Mistake #8: Networking Too Much
You’ve heard networking benefits business owners. While that is true, you can also spend too much time networking and neglect other parts of your business that are at least equally important. Create a balance between networking and other activities such as marketing, coming up with new tactics to reach customers and taking care of the organizational aspects of your business.
Mistake #9: Ordering Too Much Inventory
Your first holiday season as a business owner is on the horizon, so you stock up on what you think might be the hot products of the season. The problem? You don’t yet have the experience or data to know what your target audience wants for the holidays. You may wind up with a lot of inventory you can’t move at all, or have to sell at such discounted prices that you make zero profit. On top of that, invoices on the products you ordered are net-30, and you have to pay them before Christmas even arrives. Be cautious about your ordering habits until you get a handle on your sales trends.
Mistake #10: Not Investing in Marketing
Getting the word out about your new business is half the battle.
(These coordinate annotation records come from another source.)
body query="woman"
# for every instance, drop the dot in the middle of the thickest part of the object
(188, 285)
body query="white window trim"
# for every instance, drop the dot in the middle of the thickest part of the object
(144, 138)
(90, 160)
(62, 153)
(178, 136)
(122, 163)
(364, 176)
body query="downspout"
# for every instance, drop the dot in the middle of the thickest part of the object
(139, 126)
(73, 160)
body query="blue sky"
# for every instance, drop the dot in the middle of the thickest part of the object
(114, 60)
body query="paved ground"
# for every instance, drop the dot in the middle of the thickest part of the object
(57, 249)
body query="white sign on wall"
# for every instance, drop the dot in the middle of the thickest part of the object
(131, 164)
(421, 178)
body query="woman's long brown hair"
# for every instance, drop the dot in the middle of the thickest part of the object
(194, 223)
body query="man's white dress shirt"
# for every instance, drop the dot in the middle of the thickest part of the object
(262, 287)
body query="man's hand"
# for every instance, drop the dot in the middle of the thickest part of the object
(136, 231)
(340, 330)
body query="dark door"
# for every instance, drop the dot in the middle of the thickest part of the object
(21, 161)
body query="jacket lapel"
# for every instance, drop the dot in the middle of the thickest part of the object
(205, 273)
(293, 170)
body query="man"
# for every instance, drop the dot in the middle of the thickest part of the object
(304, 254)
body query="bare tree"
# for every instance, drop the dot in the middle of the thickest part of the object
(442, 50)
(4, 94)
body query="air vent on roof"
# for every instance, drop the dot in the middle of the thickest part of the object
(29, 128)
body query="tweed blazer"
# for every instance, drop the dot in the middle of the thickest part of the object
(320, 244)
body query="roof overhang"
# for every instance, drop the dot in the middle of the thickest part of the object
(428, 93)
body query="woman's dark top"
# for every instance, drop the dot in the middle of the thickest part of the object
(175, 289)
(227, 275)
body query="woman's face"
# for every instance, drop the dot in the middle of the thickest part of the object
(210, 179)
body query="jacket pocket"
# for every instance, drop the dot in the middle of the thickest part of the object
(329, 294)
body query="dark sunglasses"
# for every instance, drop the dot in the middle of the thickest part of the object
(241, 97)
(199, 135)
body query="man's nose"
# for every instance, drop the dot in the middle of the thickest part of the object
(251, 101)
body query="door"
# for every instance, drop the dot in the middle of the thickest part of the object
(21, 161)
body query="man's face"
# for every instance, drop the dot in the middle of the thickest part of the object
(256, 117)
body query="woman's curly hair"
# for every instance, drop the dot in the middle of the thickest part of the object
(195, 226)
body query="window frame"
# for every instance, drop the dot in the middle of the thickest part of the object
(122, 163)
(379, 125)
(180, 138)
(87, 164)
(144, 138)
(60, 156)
If you don’t spend time and money on marketing campaigns, it isn’t very likely you’ll reach your sales goals. To grow your business past your immediate circle of family and friends, you have to come up with ways to bring new leads in. You can try anything from social media ad campaigns to attending local events to sending out mailers to starting a word-of-mouth referral program. If you aren’t sure where to start, invest in an experienced local marketing professional who can help you come up with a plan based on your budget.
Mistake #11: Not Reaching for the Stars
Change is scary. It’s much easier to stay in your lane than to take on that multi-national corporation you’ve dreamed of competing against. However, if you don’t stretch past what you think is possible, you’ll never achieve much. You might be comfortable, but you won’t be highly successful. While you don’t want to risk your entire business with potential failures, commit to stepping outside your comfort zone once or twice a year. Go after that big client you think you can’t land, sell a product you aren’t sure about or launch your online portal.
Find Success in Year One
Your first year of business is an exciting and challenging 12 months. Focus on the things you can control, move forward with a plan and beat the odds of businesses that fail. With a little attention to detail, the right employees and avoiding the issues other business owners face, you’ll move into year two with a good idea of what it takes to succeed in business.